Colóquio aborda formas de traduzir Graciliano Ramos




A consultora literária e Curadora do Prêmio Portugal Telecom, Selma Caetano, fará a abertura do “Colóquio: das Formas de Traduzir - Conversas em Torno de Graciliano Ramos”, no dia 28 de agosto, dividindo mesa com os professores Walter Costa, Fernanda Coutinho e Luana Ferreira de Freitas, todos do Programa de Pós-Graduação em Tradução – POET/UFC. O evento acontecerá no Centro Cultural Banco do Nordeste (Rua Conde D’eu, 560, Centro), de 14h às 18h. O programa tem entrada gratuita.

A obra de Graciliano Ramos será discutida a partir do seu projeto estético-literário, cujas tendências provocam a curiosidade do público especializado – críticos, professores, pensadores da cultura – e amador, que se deixam seduzir por suas histórias, seus personagens e sua maneira de apontar os vícios que se colocam à engrenagem sócio-política brasileira.

Tal constatação é verificada no número de edições de seus textos no Brasil e no estrangeiro, denotando a vitalidade do autor alagoano. Pós-graduada em Teoria da Literatura, Fernanda Coutinho destaca que “a fortuna crítica sempre em curva ascendente é outro fator que demonstra a atualidade de sua obra e justifica sua presença em nossa contemporaneidade”.
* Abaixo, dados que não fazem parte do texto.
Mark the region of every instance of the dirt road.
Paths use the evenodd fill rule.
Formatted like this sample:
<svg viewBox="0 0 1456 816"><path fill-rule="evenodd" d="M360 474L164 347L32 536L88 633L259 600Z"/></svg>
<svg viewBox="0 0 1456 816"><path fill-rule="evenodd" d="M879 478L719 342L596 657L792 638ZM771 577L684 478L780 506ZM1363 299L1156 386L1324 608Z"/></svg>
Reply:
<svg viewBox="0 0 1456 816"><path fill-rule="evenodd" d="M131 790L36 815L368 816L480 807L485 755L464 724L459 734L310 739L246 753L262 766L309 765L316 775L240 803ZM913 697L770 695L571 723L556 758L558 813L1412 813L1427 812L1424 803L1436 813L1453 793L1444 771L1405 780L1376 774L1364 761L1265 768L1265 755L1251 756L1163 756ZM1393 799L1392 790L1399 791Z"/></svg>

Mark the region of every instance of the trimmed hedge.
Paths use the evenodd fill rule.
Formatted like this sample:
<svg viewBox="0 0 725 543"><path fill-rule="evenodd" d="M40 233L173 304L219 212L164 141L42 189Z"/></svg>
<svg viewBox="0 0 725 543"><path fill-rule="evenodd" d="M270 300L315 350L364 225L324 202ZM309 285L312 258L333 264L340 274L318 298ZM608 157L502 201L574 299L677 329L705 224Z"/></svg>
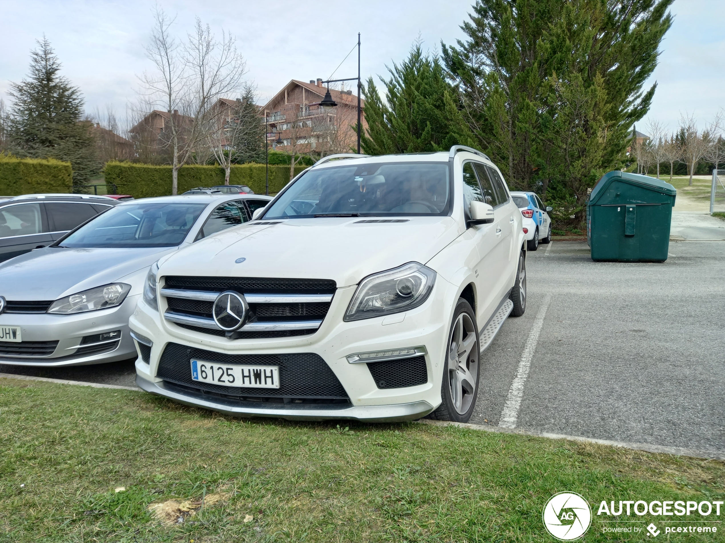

Para o professor-doutor Walter Costa, o Colóquio tem como intenção situar o escritor em um mapa internacional de leitura. “Pretendemos apontar quais países ou culturas têm acesso à linguagem e ao pensamento de Graciliano Ramos”, afirma. Sobre o fenômeno tradutório, ele acrescenta: “Queremos entender que acolhimento teve o autor e sua obra fora do Brasil. É o caso de pensar como o Nordeste brasileiro descrito e narrado por Graciliano se incorpora ao imaginário de outros povos”.

O trabalho de tradução envolve conhecimento linguístico dos idiomas e um refinado tratamento da linguagem. “Apesar de jovem, a literatura brasileira tem realizações artísticas de alto nível, sendo importante o reconhecimento no estrangeiro pela beleza e penetração na alma humana do trabalho de nossos literatos”, afirma a coordenadora do Programa de Pós-Graduação em Estudos da Tradução (POET) da Universidade Federal do Ceará, Luana Ferreira de Freitas.

Programação
Colóquio: das Formas de Traduzir - Conversas em Torno de Graciliano Ramos
Dia 28, qui, 14h às 18h

Das 14h às 15h15
Traduzir-se a Si Mesmo: Conversas do “Velho Graça”
Selma Caetano (Curadora do Prêmio Portugal Telecom, consultora literária)
Mediação: Fernanda Coutinho (Programa de Pós-Graduação em Tradução – POET/UFC - Programa de Pós-Graduação em Letras/UFC)

Das 15h30 às 16h15
O Escritor em sua Babel: que Estrangeiros Leem Graciliano?
Fernanda Coutinho (Programa de Pós-Graduação em Tradução – POET/UFC - Programa de Pós-Graduação em Letras/UFC)
Mediação: Luana Ferreira de Freitas (Programa de Pós-Graduação em Tradução – POET/UFC)

Das 16h30 às 18h
Traduzindo Graciliano Ramos

Childhood
Luana Ferreira de Freitas (Programa de Pós-Graduação em Tradução – POET/UFC)

Infância à Holandesa
Walter Costa (Pós-Graduação em Estudos em Tradução – PGET/UFSC - Programa de Pós-Graduação em Tradução – POET/UFC)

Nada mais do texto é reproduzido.